Aan welke hogescholen en universiteiten zijn studenten over de hele linie het meest tevreden? Welke universiteiten leveren volgens hoogleraren en hoofddocenten de beste prestaties in onderwijs en onderzoek?

Bijna alle studenten tevreden, gemeten over alle opleidingen bij elkaar – dat is voor weinig hogescholen en universiteiten weggelegd. Bij de NHTV internationale hogeschool Breda scoort 90 procent van de opleidingen hoger dan gemiddeld in het hbo. Bij de universiteiten wint Wageningen University, dat voor 78,9 procent van de opleidingen een positief oordeel krijgt.

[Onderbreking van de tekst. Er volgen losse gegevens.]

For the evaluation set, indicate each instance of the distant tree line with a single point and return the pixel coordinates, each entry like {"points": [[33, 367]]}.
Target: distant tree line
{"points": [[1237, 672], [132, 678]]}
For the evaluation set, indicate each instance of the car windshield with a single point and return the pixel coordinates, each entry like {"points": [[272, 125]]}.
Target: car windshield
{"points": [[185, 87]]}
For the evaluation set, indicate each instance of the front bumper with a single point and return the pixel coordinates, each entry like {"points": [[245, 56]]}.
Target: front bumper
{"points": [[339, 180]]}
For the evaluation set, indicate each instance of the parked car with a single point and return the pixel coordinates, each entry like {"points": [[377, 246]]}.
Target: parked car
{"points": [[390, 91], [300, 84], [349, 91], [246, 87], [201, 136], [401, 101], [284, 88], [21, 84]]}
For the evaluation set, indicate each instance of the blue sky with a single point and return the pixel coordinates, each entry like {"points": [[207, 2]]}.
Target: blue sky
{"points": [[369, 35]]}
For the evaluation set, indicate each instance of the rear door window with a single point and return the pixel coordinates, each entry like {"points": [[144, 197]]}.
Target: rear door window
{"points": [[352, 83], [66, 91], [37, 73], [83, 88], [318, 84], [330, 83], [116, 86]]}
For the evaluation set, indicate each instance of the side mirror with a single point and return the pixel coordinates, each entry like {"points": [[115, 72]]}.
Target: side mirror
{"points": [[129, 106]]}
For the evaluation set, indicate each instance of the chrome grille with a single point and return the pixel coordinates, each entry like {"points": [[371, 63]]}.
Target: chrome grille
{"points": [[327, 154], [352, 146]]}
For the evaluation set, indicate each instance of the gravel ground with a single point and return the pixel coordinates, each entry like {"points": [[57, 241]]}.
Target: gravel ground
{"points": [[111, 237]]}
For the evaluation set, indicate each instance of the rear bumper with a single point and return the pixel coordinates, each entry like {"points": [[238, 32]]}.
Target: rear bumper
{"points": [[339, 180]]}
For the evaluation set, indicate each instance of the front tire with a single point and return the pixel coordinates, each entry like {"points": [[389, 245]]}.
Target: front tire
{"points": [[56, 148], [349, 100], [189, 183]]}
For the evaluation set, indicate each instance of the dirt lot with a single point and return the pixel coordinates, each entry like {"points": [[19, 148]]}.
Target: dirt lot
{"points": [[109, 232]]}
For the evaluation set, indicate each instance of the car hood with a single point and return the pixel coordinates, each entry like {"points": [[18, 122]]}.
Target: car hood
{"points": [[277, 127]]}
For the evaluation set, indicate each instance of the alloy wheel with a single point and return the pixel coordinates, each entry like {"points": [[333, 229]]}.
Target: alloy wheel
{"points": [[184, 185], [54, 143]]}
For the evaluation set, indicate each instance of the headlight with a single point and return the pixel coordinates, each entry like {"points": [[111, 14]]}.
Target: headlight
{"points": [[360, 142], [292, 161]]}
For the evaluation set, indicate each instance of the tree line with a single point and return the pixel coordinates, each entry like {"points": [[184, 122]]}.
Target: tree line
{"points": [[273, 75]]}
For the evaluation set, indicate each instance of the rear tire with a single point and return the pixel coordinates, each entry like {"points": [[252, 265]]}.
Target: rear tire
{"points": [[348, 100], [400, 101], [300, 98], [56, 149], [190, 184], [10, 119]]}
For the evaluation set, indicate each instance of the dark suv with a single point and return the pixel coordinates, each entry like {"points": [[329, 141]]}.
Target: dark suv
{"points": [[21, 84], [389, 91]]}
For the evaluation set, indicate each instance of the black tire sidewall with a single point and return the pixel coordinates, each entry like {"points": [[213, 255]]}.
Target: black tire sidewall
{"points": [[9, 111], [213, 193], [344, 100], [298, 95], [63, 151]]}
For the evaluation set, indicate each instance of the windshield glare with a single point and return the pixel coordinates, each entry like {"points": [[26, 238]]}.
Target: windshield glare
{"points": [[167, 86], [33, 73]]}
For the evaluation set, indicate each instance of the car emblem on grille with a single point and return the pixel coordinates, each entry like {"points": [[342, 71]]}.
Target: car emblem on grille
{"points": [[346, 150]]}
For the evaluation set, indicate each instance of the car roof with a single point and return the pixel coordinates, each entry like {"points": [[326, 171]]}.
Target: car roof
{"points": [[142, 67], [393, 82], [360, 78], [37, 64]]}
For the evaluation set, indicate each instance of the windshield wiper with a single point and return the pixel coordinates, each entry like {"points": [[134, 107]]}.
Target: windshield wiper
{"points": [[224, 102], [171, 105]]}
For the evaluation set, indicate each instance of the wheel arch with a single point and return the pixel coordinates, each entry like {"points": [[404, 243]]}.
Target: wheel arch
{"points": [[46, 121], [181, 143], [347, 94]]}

Niet toevallig zijn het beide instellingen met een herkenbare signatuur, in de ranglijsten daarom aangeduid als ‘specialistische’ hogescholen en universiteiten. De NHTV is bekend om de opleidingen toerisme en vrije tijd, al is het aanbod inmiddels verbreed en gemoderniseerd. Wageningen, dat zichzelf afficheert als ‘kleinschalig en gespecialiseerd’, geniet van oudsher internationale faam als ‘landbouwuniversiteit’ en staat tegenwoordig voor ‘gezonde voeding en leefomgeving’.

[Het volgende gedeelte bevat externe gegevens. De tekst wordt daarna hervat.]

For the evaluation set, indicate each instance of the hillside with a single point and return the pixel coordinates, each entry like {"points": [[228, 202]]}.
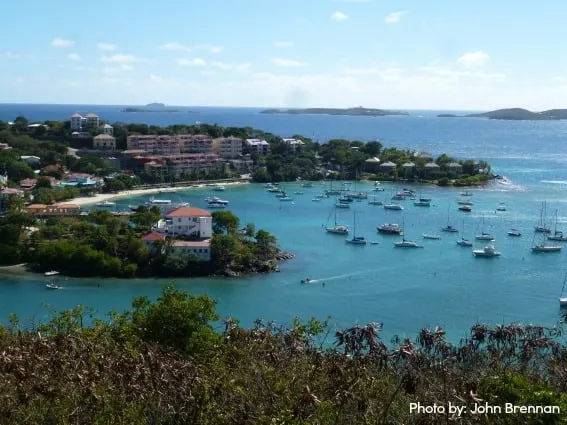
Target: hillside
{"points": [[359, 111]]}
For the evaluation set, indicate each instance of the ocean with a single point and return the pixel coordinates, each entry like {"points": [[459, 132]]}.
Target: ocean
{"points": [[440, 285]]}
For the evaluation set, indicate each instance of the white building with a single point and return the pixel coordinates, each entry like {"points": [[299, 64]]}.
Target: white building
{"points": [[228, 147], [104, 141], [187, 221], [258, 147], [294, 144]]}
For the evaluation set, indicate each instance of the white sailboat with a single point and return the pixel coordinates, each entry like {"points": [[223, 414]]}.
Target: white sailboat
{"points": [[557, 234], [337, 229], [562, 297], [448, 227], [356, 240], [463, 241]]}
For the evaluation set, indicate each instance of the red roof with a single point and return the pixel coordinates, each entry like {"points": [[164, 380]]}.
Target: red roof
{"points": [[188, 212], [153, 236]]}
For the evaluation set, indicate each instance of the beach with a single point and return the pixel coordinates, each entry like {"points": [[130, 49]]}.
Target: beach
{"points": [[102, 197]]}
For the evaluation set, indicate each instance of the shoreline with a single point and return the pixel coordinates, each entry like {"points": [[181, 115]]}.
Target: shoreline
{"points": [[102, 197]]}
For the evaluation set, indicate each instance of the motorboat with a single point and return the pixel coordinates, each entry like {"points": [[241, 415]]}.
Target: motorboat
{"points": [[489, 251], [106, 204], [52, 285], [395, 207], [390, 229]]}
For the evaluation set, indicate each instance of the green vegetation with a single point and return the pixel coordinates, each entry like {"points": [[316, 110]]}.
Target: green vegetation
{"points": [[100, 244], [163, 363], [359, 111]]}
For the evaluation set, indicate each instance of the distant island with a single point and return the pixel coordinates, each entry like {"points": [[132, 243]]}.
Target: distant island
{"points": [[359, 111], [519, 114]]}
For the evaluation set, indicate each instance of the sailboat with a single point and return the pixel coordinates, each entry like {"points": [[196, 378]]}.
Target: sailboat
{"points": [[337, 229], [541, 227], [483, 236], [563, 298], [557, 234], [406, 244], [356, 240], [463, 241], [448, 227]]}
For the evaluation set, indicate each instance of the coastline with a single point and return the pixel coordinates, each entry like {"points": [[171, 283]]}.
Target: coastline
{"points": [[102, 197]]}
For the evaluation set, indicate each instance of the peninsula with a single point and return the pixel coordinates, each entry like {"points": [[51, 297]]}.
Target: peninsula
{"points": [[519, 114], [358, 111]]}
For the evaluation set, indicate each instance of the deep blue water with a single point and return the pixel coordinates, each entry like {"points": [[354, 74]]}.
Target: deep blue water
{"points": [[442, 284]]}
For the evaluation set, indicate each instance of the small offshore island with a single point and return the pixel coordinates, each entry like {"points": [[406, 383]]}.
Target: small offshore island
{"points": [[359, 111], [518, 114], [42, 223]]}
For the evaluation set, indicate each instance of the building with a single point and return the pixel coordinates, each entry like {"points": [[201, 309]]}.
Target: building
{"points": [[30, 159], [171, 145], [294, 144], [258, 147], [228, 147], [106, 129], [43, 210], [187, 221], [104, 141], [200, 248]]}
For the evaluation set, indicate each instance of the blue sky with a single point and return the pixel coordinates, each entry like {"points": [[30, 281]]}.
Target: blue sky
{"points": [[410, 54]]}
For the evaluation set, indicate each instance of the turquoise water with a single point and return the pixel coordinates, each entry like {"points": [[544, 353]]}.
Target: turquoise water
{"points": [[442, 284]]}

Over het algemeen halen de gespecialiseerde – meestal kleinere – instellingen de hoogste cijfers bij hun studenten. Daarnaast zijn bij de hogescholen op basis van aantallen studenten nog twee typen onderscheiden. Bij de ‘middelgrote’ hogescholen wint Avans Hogeschool, bij de ‘grote’ de Christelijke Hogeschool Windesheim.

Hogeschool INholland doet haar best om het imago op te vijzelen, maar nog altijd krijgen meer opleidingen een negatief, dan een positief oordeel – de laagste score in het hbo.

Voor de universiteiten geldt een inhoudelijk criterium.  Naast de ‘specialistische’ zijn er zes ‘brede’ universiteiten, met de Radboud Universiteit Nijmegen als hoogst gewaardeerde. Bij de derde soort, de ‘technische’ universiteiten, wint Eindhoven.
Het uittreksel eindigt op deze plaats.